O meu saudoso companheiro de algumas horas boas que vivi, o Ruy Duarte de Carvalho, um dos mais brilhantes escritores da lusofonia, tem uma frase que vai fazendo o meu quotidiano, e que é tão útil nos tempos que desvivemos: «Há o que vi porque mo disseram, há o que vi sem mo terem dito, há o que conto e o que não conto»!
Vivemos tempos estranhos e simultaneamente entranhos, porque estamos perante uma realidade que tem um léxico ficcionalmente otimista e exageradamente enganoso.
Perante um conjunto de problemas que nos vão afetando a todos, na saúde, na educação, nos transportes, nas respostas sociais, entre outros, assiste-se a uma verve de tantos milhões que às vezes não sei se estou em Portugal ou trancado no cofre forte do tio Patinhas, uma das detestadas figuras do delator Walt Disney.
Acho que o que se está a assistir acaba por ser kafkiano, porque me parece estarmos com um discurso político de euforia por parte dos que dirigem, quando no terreno a realidade é muito diferente e os problemas avolumam-se sem que haja respostas locais. Em muitos setores da atividade económica e social há verdadeiros dramas, e quando os dirigentes são confrontados com falta de recursos, por incumprimento do Estado, as pessoas pouco conhecedoras desafiam a mostrar os milhões apregoados todos os dias nas parangonas da imprensa ou redes sociais.
Enquanto se conseguir estancar a montante, tudo vai correndo na perfeição do discurso do otimismo e as situações desagradáveis que se vão desenvolvendo, sempre vão tendo a desculpa dos danos causados por uma guerra que veio mesmo a calhar numa altura em que se anteviam momentos difíceis na União Europeia e no tal mundo globalizado que deixámos construir!
Confesso que faço minhas as palavras do Millor Fernandes, escritor brasileiro recentemente falecido: «O desespero eu aguento. O que me apavora é essa esperança»!
Cada vez temos menos respostas para tudo aquilo que julgámos adquirido e alguma falta de recato de quem nos dirige traz em cada vez mais sectores da população uma vontade de mudar para quem lhe oferece tudo que não lhe pode dar, na proposta de alterar os princípios da democracia!
A estupidificação começou com a concorrência entre canais de televisão e generalizou-se através do uso das redes sociais, onde prolifera a devassa, a ignorância e a altivez de tantos, local ideal para denegrir instituições e pessoas que são gente valorosa e que lutam ou lutaram pela democracia e liberdade.
É nestas alturas que me recordo sempre de uma ideia de Umberto Eco. O escritor e filósofo italiano apontou uma característica às redes sociais, que dão o direito à palavra aos «imbecis que antes apenas falavam nos bares, depois de uma taça de vinho, mas sem prejudicar a coletividade». Acrescentou Umberto Eco que «normalmente, eles eram imediatamente calados, mas agora têm o mesmo direito à palavra que um Prémio Nobel».
Esta ideia de Umberto Eco, que também foi uma autoridade no campo da semiótica, foi lançada em 2015. Já lá vão uns anos.

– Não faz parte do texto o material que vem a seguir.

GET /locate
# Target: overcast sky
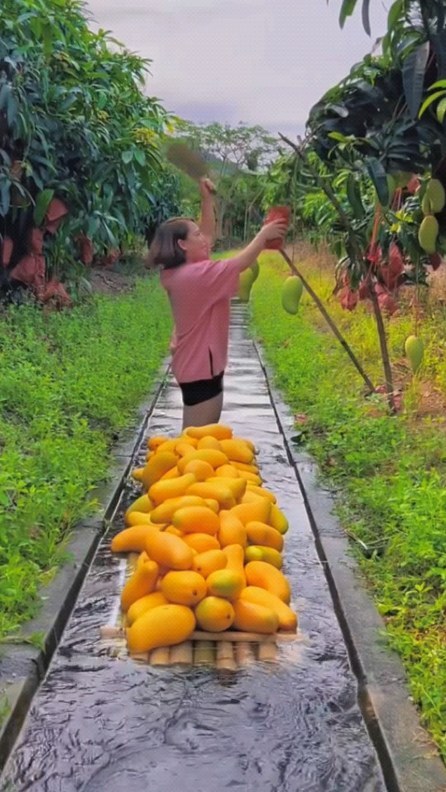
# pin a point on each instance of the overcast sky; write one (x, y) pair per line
(256, 61)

Mas o escritor fez questão de acrescentar a seguinte ideia: «Antes das redes sociais, a televisão já havia colocado o “idiota da aldeia” num patamar em que este se sentia superior. O drama da Internet é que ela promoveu o “idiota da aldeia” a detentor da verdade», disse Umberto Eco quando um recebia mais um prémio na sua prestigiada carreira. (José Abranches).
Resta-me desejar umas Boas Festas e um Bom dia da Família a quase todos!
Bonitas palavras não engordam gatos!
“Vivemos tempos estranhos e simultaneamente entranhos, porque estamos perante uma realidade que tem um léxico ficcionalmente otimista e exageradamente enganoso.”